How could she have said such a thing? Surely her mind remained sharp until the end. Surely she felt the pain and experienced the isolation. Surely she knew that while their lives could be described in many was, “blessed” was not the first adjective that sprang to mind. She had been poured out – either like a drink offering or spoiled milk.
Her friends golfed and sailed and skied. They sat on park benches with grandbabies and took selfies with the dog; planting in springtime with chubby toddlers, and kneading dough with the smart-phone addicted teens. They spent their time smiling, walking, and not hurting.
Iris knew, didn’t she, that she was a have-not? That in all His sovereignty God had apparently decreed she would go without?
The channels ceased to flip – stopping on one of those churchy stations – and the screen filled with the gleaming smile of an author/pastor/self-help guru talking about success. These guys on the television – finely-coifed purveyors of all things theological – always went on about God’s blessings and presence and victorious Christian living. “God wants you to be happy! Be victorious! Name it and claim it! Trust and obey, for such is the way to divine prosperity.” To hell with them, Donald thought.

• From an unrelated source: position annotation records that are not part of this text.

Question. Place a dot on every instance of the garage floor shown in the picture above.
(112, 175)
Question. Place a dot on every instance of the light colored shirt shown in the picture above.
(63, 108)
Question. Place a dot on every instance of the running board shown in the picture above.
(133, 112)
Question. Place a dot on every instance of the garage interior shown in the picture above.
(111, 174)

What would they know of soul-rending pain? Where on their ever-upward trajectories did they have the chance to see any definition of victory other than in finance, power, or fame? What was Paul’s thorn in the flesh to them? Or the man born blind simply to glorify God? They framed their theology in an anesthetized bubble in which heath, money, success, comfort, and warm fuzzies deflected illness and lawsuits and arguments with the insurance company while your church kicks you out and your former son-in-law wraps his car around a tree.
Don’t speak to me of your sterile prosperity.

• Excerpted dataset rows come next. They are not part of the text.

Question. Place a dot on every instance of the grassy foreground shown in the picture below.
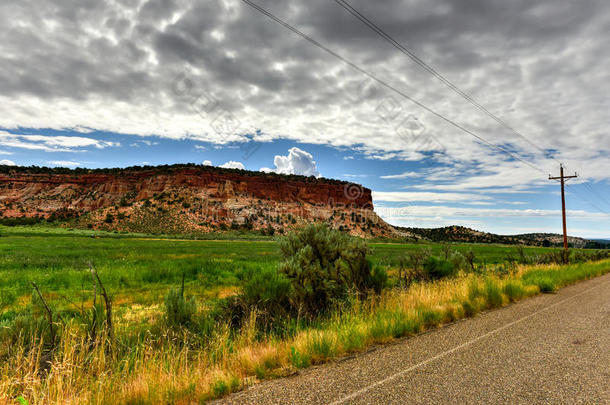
(156, 371)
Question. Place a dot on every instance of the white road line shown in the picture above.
(463, 345)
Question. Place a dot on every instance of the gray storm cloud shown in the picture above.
(112, 65)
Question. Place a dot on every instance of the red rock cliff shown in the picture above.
(186, 198)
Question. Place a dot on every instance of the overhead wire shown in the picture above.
(386, 84)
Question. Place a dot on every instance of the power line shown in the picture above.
(590, 188)
(434, 72)
(408, 52)
(401, 93)
(384, 83)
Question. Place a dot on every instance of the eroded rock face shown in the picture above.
(187, 198)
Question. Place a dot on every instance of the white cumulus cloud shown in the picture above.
(297, 162)
(232, 165)
(64, 163)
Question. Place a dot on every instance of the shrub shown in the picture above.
(299, 360)
(379, 279)
(324, 266)
(7, 298)
(514, 291)
(437, 268)
(545, 285)
(268, 292)
(179, 311)
(492, 294)
(458, 261)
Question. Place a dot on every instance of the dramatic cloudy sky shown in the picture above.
(95, 83)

When Iris watched the video of her daughter’s appointment to missions, smiling through her proud tears as she reminisced of the missionary stories she used to tell – was that not victorious Christian living? All the hours she spent staring at the large windows through which she watched her flowers and birds move in the breeze – were those not happy moments? The reduced price on the wheelchair van? The donated Hoyer lift to move Iris from bed to chair to shower? The mysterious restaurant gift-cards that regularly arrived in the mail, always for places that delivered? The photos from the family, six grandchildren, the better than expected finances after their life savings vanished in ’79?
Don’t tell me that blessings equal health and wealth.

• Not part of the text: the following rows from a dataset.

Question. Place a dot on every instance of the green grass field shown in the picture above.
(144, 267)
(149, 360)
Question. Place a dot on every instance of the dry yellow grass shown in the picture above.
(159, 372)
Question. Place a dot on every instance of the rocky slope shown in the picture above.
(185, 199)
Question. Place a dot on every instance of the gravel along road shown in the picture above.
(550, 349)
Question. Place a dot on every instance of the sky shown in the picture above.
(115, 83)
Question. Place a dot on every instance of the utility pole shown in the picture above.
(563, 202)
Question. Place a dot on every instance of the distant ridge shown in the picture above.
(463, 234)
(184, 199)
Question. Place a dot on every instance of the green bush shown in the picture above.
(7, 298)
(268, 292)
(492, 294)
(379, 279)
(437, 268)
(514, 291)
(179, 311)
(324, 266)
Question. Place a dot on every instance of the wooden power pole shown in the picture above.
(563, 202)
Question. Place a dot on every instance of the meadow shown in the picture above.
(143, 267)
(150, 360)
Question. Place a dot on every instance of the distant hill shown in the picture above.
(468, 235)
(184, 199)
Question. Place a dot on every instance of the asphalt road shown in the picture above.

Donald smiled at a memory; Iris had slid out of her chair onto the kitchen floor. He hurried into the kitchen, arms outstretched to hoist her into her chair. As she lurched forward blindly, hands reaching out for assistance, Iris head-butted Donald’s bad, left knee. He collapsed. They spent the next 10 minutes lying on the kitchen floor, laughing.
Isn’t laughter a blessing?
Donald rose from his chair, tucking in his shirt as he did. He needed to return that phone call from the folks to whom he was donating Iris’ custom-made electric wheelchair. The van needed detailing before he sold it to the fella down the street, the one who had to carry his kid to and from school. The hospital bed was already installed in Ed’s house; chronic back pain following a fall at work. The medical supplies went to the free clinic. The nightgowns were in Annette’s trunk for delivery to the nursing home.
His brain engaged once more, Donald remembered his buddy George was coming over that evening. Their debates of culture and theology had been the highlight of his week for the last few years. Tonight it was…racism something…Greeks and Jews maybe, with police violence and immigration tossed in somewhere. Maybe George would bring some of that Indonesian coffee. Oh, and his Bonhoeffer book! Donald needed it for the good-natured Sunday School argument they were having.
He shuffled quickly across the buckling wooden floor, leaving his chair behind as he stumbled forwards towards something – the phone, the van, George, coffee, Bible studies, grandkids, plants in springtime – thanking Iris as he went.